Филлис Уитни
Слезинка на щеке
Глава 1
В музее стояла копия статуи Аполлона. Оригинал занимал почетное место на Олимпе в далеком Пелопоннесе. Полуобнаженный бог возвышался на своем пьедестале во всем величии мужественной красоты. Легкий хитон спадал с плеча, мраморные складки небрежно свешивались с запястья. Крупные локоны покрывали голову. Пустые каменные глаза смотрели туда, куда указывала повелительным жестом рука с отсутствующей кистью. С первого взгляда можно было обмануться женственной округлостью щек и подбородка, чувственными, по-девичьи припухлыми губами; но от самой фигуры веяло силой, пожалуй, даже с оттенком жестокости, придававшей особую прелесть богу, пронесшемуся по олимпийскому небосклону в огненном великолепии солнечного блеска.
Перед статуей стояла девушка лет двадцати с мокрым от слез лицом. Классические черты придавали ей сходство с юными греческими богами. Она была стройной блондинкой с тяжелой копной волос, перехваченных на затылке узлом. Изящный профиль резко контрастировал с холодным мрамором, благородный облик дышал теплотой, за серыми сощуренными глазами скрывался человеческий разум, а мыслящие существа, как известно, обладают памятью и способностью к душевным страданиям.

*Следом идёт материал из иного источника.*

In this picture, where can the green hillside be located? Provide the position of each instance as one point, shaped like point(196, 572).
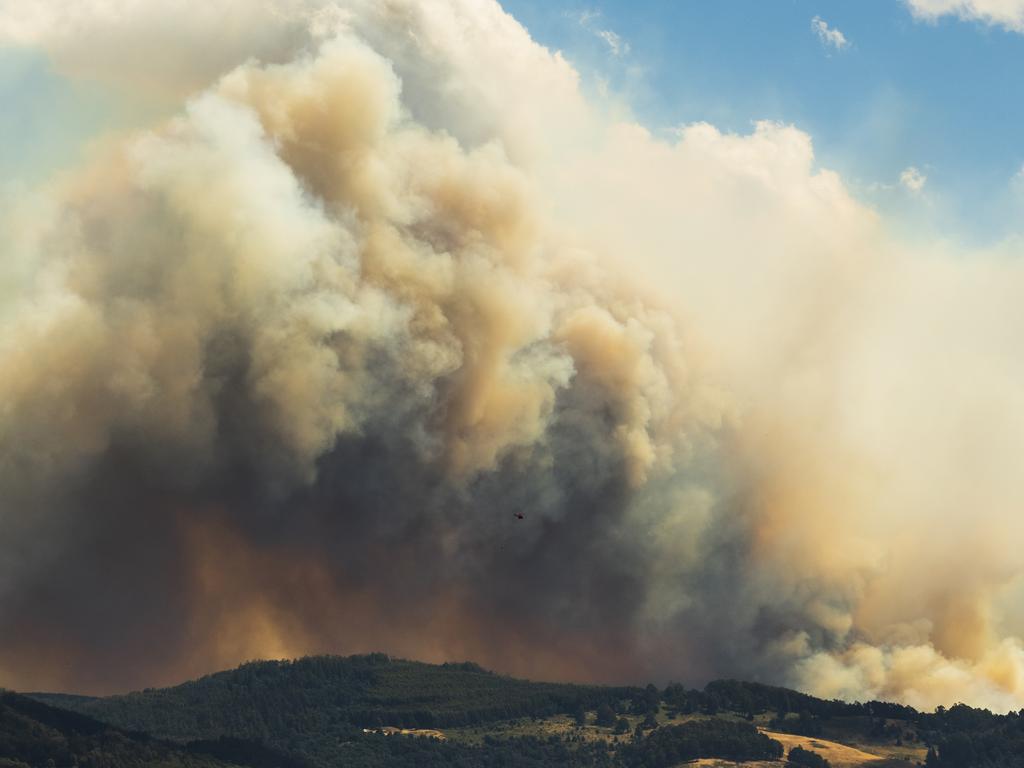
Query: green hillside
point(34, 734)
point(328, 711)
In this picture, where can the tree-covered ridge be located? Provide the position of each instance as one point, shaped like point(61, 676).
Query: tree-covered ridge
point(262, 698)
point(314, 710)
point(34, 734)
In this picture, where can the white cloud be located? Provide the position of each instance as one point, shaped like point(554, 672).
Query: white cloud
point(848, 353)
point(829, 36)
point(912, 179)
point(588, 19)
point(1007, 13)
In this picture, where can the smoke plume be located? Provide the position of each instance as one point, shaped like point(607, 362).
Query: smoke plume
point(278, 372)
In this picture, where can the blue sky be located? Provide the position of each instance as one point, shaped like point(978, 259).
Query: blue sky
point(945, 96)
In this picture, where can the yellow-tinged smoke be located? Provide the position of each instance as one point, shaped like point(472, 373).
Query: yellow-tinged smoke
point(278, 372)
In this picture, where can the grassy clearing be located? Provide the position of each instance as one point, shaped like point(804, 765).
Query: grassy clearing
point(841, 756)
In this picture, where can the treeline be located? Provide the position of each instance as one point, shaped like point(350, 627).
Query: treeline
point(35, 735)
point(960, 736)
point(726, 739)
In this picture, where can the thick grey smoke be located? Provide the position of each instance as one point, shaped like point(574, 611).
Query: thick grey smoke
point(278, 373)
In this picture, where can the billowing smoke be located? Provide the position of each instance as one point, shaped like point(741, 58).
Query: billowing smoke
point(276, 374)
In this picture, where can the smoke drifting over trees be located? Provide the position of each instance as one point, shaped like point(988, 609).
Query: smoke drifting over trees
point(278, 371)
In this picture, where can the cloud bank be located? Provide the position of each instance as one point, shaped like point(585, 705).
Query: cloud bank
point(278, 373)
point(1007, 13)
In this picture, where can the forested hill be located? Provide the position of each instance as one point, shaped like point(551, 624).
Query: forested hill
point(34, 734)
point(322, 693)
point(327, 711)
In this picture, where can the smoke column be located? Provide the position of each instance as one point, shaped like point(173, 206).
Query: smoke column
point(278, 370)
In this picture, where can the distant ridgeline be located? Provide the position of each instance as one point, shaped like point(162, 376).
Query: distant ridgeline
point(312, 713)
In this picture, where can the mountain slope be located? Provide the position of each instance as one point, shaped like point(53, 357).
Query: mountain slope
point(33, 733)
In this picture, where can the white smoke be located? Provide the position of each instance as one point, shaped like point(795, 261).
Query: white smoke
point(724, 392)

«Семь раз придется ей лить слезы перед Аполлоном, — сказал он, — прежде чем ей удастся освободиться от связывающих ее оков, какими бы они не были» — Джино Никкарис любил подражать дельфийскому оракулу, выражаясь пространно и вычурно. При этом так же туманно. Язык у него был подвешен хорошо, и его мистические изречения можно было толковать как угодно. Минуло уже пять лет с тех пор, как она повстречала Джино, стоя на том же самом месте, со слезами глядя на мраморного бога. Статуя не имела к ее горю прямого отношения — тремя месяцами ранее семнадцатилетняя девушка потеряла отца, и еще не утихла боль утраты. Она стояла спиной к шумной воскресной толпе посетителей, бестолково снующих по музею, ставшим для девушки вторым домом. В этом музее много лет проработал ее отец.
Джино, знающий досконально каждую черточку оригинала, лишь мельком глянул на копию; его внимание привлекла Доркас Брандт, в ней явно угадывалось греческое происхождение — ее корни уходили далеко в прошлое, прапрабабушка была гречанка и носила имя Доркас. Джино был на десять лет старше Доркас, но что значат для Аполлона какие-то десять лет. Молодость Доркас даже импонировала ему. Кажущаяся беспомощность юности, неопытность о многом говорили искушенному жизнью, прожженному страстями мужчине. Она должна была стать игрушкой в его руках. Доверчивая одинокая девушка не имела никакой возможности устоять перед мрачным обаянием, исходившим от Джино.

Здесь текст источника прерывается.